Is this cuttlefish really all that cosmic? Ubuntu 18.10 arrives with extra spit, polish, 4.18 kernel

AntiSol

Re: Same old same old.

> And most times the answer is "nothing". For many years now, all new Linux releases have been merely rolling the version numbers on libraries and utilities (squashing bugs and fixing security problems), adding support for new hardware and fiddling with the UI.

Then the answer isn't "nothing", is it? The answer is "use shiny new hardware and not get pwnd".

"Linux has grown fat and slow in middle age."

This is just not true. I run it on a couple of low-powered machines. It's totally fine as long as you're not trying to use a bloatware desktop environment.

"Just try adding a new package - download this, edit that, compile the other, add new libraries to satisfy installation criteria, fix conflicts and maybe - just maybe - after a full day of effort and Googling user forums that shiny new app will work."

sounds like you haven't used it for a while. we have AppImages, snaps, and PPAs now. If you can't find one of these for what you want then it's *very* esoteric. I have exactly one program on my machine that's custom-compiled, and that's because I contribute patches to it - I could just install it with apt.

"add new libraries to satisfy installation criteria"

apt-get build-dep <program>

"We should be at the stage where all a user has to do is sit at a screen and say (or type) "I want to write a document" (or letter, email, flame, program, magazine review ... ) and everything just happens"

You know you could have spent your time building that rather than trolling, right?

"And the same applies to hardware - especially stuff you can plug in like USB. None of these should be issues, but they are all insoluble"
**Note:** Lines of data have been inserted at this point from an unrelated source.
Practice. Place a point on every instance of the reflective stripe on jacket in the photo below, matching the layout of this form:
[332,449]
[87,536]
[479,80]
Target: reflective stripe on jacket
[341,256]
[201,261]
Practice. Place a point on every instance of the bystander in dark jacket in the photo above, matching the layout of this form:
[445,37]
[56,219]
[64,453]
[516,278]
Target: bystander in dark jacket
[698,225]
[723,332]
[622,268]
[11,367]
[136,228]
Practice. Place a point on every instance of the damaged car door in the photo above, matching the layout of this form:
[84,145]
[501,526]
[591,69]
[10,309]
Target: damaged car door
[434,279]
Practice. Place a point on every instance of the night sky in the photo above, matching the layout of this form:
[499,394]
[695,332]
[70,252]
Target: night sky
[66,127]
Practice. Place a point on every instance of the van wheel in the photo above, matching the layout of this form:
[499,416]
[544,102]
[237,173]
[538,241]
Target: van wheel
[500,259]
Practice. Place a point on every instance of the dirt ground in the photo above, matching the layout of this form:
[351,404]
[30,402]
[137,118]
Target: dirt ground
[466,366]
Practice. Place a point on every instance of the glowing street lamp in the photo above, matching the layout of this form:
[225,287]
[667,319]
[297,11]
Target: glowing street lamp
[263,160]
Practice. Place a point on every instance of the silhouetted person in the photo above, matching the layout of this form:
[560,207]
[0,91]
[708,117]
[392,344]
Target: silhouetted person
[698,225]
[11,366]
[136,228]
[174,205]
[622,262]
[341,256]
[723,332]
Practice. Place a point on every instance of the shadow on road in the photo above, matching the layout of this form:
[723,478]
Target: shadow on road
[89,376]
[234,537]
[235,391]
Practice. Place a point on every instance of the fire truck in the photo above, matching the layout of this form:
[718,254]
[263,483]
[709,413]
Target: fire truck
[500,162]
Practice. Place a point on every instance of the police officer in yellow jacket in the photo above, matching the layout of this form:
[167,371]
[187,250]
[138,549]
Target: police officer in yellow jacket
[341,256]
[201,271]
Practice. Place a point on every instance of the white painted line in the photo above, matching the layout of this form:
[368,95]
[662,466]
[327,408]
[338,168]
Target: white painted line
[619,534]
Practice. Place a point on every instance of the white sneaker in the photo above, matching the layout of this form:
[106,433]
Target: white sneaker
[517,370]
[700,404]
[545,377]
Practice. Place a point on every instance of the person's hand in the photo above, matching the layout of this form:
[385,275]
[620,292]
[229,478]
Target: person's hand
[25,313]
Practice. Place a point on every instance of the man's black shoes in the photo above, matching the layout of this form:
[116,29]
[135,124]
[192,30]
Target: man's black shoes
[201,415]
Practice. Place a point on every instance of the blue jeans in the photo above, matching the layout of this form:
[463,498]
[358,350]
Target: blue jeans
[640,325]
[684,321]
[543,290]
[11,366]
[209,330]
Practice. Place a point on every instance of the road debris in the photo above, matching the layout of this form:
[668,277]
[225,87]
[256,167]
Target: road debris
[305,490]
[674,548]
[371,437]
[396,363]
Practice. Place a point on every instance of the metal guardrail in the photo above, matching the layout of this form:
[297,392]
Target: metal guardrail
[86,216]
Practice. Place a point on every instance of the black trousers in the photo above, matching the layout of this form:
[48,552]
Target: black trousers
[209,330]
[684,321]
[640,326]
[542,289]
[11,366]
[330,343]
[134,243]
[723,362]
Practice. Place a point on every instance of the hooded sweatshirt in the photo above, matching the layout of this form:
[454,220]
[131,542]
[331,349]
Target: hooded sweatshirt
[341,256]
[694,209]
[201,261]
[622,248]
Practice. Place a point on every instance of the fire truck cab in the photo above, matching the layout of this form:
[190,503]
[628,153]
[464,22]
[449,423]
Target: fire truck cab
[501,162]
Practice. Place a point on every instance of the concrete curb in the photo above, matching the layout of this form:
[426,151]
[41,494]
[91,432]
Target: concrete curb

Why do i keep hearing this? You know it's not 1994 anymore, right? I literally can't remember the last time I plugged in a piece of hardware and it didn't just work. I think it was probably around 2005. USB!? geez, it might not have been this century the last time I plugged in a USB device that didn't just work. I have hardware that is not supported in windows that works perfectly fine in Linux. insoluble?? You are just trolling, right?